Good servant leadership involves self-discipline when listening, practicing empathy, and holding oneself accountable. (3:53)

Power is a challenge in leadership. Sharing power or authority is a way humans can best function in societies. Also, it is crucial to have structures that are kept in good order. (8:12)

It is crucial to give others, and oneself, grace during leadership in the parish, workplace, and community. (10:00)

Becoming more self-aware of one’s blind spots… Personal development can take many forms, and everyone learns in different ways—from a book, from face-to-face conversations, from experimental learning.

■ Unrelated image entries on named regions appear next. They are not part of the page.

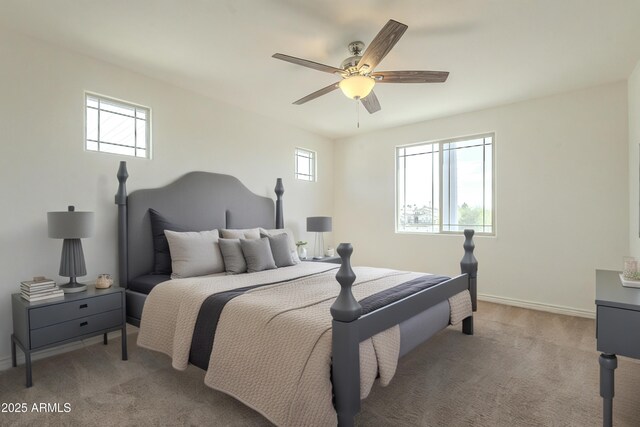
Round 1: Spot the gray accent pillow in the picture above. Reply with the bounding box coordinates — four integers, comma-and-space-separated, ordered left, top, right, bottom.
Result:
261, 233, 295, 267
220, 228, 260, 239
260, 228, 301, 264
164, 230, 224, 279
240, 237, 276, 273
218, 239, 247, 274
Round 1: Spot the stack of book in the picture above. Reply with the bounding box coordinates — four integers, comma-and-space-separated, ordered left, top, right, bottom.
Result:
20, 277, 64, 302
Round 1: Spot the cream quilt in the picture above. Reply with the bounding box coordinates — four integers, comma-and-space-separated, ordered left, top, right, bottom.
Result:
138, 263, 471, 426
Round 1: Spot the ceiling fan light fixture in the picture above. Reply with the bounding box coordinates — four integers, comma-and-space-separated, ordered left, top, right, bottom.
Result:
338, 75, 376, 99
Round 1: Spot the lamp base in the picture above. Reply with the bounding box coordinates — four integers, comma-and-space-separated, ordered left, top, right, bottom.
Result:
58, 277, 87, 294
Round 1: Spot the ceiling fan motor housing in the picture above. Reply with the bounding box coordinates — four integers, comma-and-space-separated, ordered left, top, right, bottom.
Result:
340, 41, 364, 71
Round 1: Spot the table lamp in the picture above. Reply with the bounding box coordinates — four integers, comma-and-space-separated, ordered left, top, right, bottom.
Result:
47, 206, 95, 293
307, 216, 331, 259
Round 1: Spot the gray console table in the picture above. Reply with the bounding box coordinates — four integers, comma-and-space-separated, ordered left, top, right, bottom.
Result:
596, 270, 640, 427
11, 286, 127, 387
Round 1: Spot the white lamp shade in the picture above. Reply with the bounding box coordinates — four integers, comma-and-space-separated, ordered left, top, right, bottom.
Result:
47, 211, 95, 239
338, 75, 376, 99
307, 216, 332, 233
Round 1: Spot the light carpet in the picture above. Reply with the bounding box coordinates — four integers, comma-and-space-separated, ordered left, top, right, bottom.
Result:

All of these areas of learning can be challenged effectively through self-discipline. (15:03)

Leaders should focus on gratitude—for their experiences and the people they encounter in their leadership spaces. (29:00)


“To be a servant leader means to place people above ideas, or even above goals, certainly above material things.” (Fr. Tim, 3:22)

“Precisely because we are focusing on becoming Christ-like every single day, we place value on each person as an icon of Christ before us.” (Fr. Tim, 7:43)

“No one person was created to live alone, and no one person has answers to everything. That’s precisely why we all need points of reference, and points of reference—in the form of accountability, in the concept of accountability— people who can actually pose questions to us which engage us in evaluating how a particular action or a particular statement affected one person or a large group of people.” (Fr. Tim, 11:08)

“Most of us are prone to listening with our minds going on towards a solution almost immediately…Proper listening means allowing the person to express him or herself fully, and then, together, thinking of a solution.” (Fr. Tim, 18:49)

“Living out a life by which empathy is natural to us, brings us into unison with Christ’s way of life. It aligns us with Christian path for our everyday experience, but we can train ourselves toward this.” (Fr. Tim, 24:05)


When did servant leadership start appearing as a concept? When did it start to take shape and to be studied?
True or false? Effective leaders are always good servants.
True or false? Christian Orthodoxy has a strong tradition of spiritual guidance and direction.
Demitri asks how to react to mistakes and setbacks made as leaders, and Fr. Tim mentions the importance of __________ and __________.
At the end of the episode, what skill of an effective servant leader does Fr. Tim mention that Brian Tate discusses in his article?